On y revient toujours. Depuis l’arrivée de l’internet grand public, l’industrie culturelle s’est vue forcée de réinventer son modèle économique, avec des succès et des échecs en cours de route, des secteurs complètement disparus ou presque, des milliers d’emplois abolis, etc., etc.

Au Québec, comme probablement dans la plupart des régions culturelles distinctes, les défis étaient préexistants à l’arrivée de ce nouveau média, mais celui-ci est venu les exacerber et aujourd’hui, cette pression commence à peser lourdement sur les moins solides de la pyramide et celle-ci s’écroulera également si ses bases s’effondrent.

L’argument de l’offre et la demande ne tient pas quand on parle de culture. Parce que pour arriver au produit final, populaire et profitable, le top de la pyramide, ça prend le reste de la pyramide. Même si certaines parties ne sont pas profitables dans l’immédiat, leur présence est essentielle pour son intégrité.

Prenons l’exemple de la musique. Pour arriver à une Safia Nolin qui ramasse des trophées, qui score sur iTunes et tout le reste, ça a pris un réseau alternatif pour la former et la préparer à arriver au top. Et ça prend plein de musiciens pour que ce réseau existe, il n’apparaît pas quand Safia Nolin arrive. Qui joue avec des musiciens qui sont aussi dans d’autres formations et qui font rouler ce fameux réseau.

Celui-ci existe depuis plus de 100 ans, avec la Bolduc, Roger Miron, Offenbach, Voivod et les autres, qui évolue et se transforme selon l’époque, avec un développement intensifié depuis l’avènement du rock’n’roll et un semblant de stabilité depuis les années 2000. Mais comme la politique et le climat social influent aussi sur la culture, des engagements ou désengagements pris par les différents paliers politiques ont eu ces dernières années des effets dangereux pour l’intégrité de ce réseau nécessaire pour le vivier de talents qu’est le Québec.

La situation que vit le Divan Orange en ce moment est un cas d’espèce de cette situation. Au lieu de protéger une entreprise qui donne le ton du genre de quartier qu’on se vante d’avoir, on le rend vulnérable et à la merci du moindre coup de vent avec des réglementations qui les désavantagent par rapport aux autres entreprises. C’est plate quand une quincaillerie centenaire ferme, mais il y a des alternatives quand tu te cherches un marteau. Quand un petit lieu de spectacle ferme, ce n’est pas la Place des Arts qui prend le relais. Et à moins qu’un autre lieu ouvre à sa place, ce qui est peu probable vu les difficultés, une pierre de la pyramide s’affaisse.

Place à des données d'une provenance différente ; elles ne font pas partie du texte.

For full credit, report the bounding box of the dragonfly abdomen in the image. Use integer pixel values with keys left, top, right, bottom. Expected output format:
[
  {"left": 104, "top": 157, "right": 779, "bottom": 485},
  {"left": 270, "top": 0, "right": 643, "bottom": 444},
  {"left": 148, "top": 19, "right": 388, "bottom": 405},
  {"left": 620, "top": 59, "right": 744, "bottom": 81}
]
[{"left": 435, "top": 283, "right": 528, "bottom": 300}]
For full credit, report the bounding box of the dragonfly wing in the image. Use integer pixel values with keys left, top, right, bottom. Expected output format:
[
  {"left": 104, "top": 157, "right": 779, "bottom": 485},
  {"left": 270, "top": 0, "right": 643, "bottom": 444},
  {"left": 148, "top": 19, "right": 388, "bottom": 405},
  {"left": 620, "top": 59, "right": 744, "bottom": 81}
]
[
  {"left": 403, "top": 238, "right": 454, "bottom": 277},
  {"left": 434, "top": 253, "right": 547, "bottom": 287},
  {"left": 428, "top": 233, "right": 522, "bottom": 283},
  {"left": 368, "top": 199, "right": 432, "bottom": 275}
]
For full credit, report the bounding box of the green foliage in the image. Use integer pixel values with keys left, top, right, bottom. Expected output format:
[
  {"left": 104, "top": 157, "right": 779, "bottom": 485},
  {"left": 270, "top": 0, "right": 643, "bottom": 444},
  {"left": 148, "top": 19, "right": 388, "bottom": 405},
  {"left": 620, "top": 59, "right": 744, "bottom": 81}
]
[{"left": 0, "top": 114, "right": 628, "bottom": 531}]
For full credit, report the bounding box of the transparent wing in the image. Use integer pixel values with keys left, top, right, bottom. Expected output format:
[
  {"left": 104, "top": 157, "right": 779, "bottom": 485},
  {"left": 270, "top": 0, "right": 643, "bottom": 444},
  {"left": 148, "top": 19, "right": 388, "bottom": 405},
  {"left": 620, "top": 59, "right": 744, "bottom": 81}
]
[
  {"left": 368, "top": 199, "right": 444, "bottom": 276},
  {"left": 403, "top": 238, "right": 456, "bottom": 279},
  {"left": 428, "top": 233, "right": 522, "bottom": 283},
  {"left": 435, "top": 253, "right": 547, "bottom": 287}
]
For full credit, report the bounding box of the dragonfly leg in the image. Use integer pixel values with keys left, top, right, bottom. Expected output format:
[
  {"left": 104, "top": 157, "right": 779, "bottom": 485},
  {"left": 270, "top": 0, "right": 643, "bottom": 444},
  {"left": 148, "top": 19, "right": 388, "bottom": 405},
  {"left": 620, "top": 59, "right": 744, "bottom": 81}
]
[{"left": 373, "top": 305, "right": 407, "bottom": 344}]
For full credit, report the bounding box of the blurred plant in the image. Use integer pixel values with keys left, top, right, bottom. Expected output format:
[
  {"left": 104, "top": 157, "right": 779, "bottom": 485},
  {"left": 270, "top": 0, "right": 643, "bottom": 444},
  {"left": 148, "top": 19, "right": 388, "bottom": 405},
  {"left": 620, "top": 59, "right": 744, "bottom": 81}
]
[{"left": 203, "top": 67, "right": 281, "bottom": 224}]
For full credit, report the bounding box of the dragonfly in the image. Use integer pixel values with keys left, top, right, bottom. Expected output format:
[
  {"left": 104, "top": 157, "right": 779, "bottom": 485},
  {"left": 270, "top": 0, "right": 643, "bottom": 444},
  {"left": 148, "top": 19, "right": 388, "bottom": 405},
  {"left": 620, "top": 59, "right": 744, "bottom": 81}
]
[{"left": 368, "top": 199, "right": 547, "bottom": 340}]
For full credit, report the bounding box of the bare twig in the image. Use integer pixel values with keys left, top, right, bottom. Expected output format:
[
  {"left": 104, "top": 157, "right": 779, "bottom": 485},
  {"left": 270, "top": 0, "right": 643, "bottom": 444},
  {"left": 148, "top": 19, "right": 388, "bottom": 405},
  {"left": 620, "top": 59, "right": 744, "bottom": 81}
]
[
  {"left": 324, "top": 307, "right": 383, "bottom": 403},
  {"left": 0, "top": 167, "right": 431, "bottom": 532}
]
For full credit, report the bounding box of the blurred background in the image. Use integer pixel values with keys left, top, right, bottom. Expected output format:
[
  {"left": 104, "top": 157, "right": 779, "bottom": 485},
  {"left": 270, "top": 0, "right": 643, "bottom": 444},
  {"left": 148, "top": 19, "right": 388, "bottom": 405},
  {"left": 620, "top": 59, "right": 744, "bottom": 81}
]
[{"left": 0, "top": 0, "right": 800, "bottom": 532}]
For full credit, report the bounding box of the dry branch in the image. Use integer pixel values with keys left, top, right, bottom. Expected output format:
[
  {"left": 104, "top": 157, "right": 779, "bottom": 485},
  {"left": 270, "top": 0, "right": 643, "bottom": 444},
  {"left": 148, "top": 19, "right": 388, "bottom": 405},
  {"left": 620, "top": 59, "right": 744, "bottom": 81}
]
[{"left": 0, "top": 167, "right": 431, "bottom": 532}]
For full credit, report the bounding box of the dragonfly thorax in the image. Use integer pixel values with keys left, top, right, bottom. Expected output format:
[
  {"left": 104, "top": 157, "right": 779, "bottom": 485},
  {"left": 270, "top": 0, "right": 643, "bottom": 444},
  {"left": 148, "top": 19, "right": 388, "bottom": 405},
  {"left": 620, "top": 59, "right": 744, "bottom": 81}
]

Tout se fonde sur ce qu’on veut vraiment. On ne peut pas affirmer une chose et faire son contraire. Dire que la culture c’est essentiel et ne pas lui donner les moyens de survivre ou d’évoluer. De ne pas la protéger à tout prix. D’asphyxier celle qui ne fait pas consensus ou qui dérange. Parce que oui, il y aura toujours des artistes. Mais des entrepreneurs et autres travailleurs culturels qui leur font de la place, non. La passion, ça ne remplit pas le frigidaire. Et si le système a essayé de pallier au manque en transformant plusieurs d’entre-eux en quêteux du sociofinancement ou des subventions, ce n’est vraiment pas assez pour ce que ça coûte en dignité.

Il est temps qu’on mette l’argent qui va avec les discours. Parce qu’on veut bien s’attaquer aux défis mondiaux auxquels fait face l’industrie culturelle, mais si on n’est pas capable de garder notre maison, à quoi bon ? Y’a des limites à ce qu’on peut faire pour réinventer la roue et mettre de la bouffe sur la table. Si vous voulez vraiment une culture qui vous est propre, faites de quoi, parce que maintenant, ça ne paraît pas.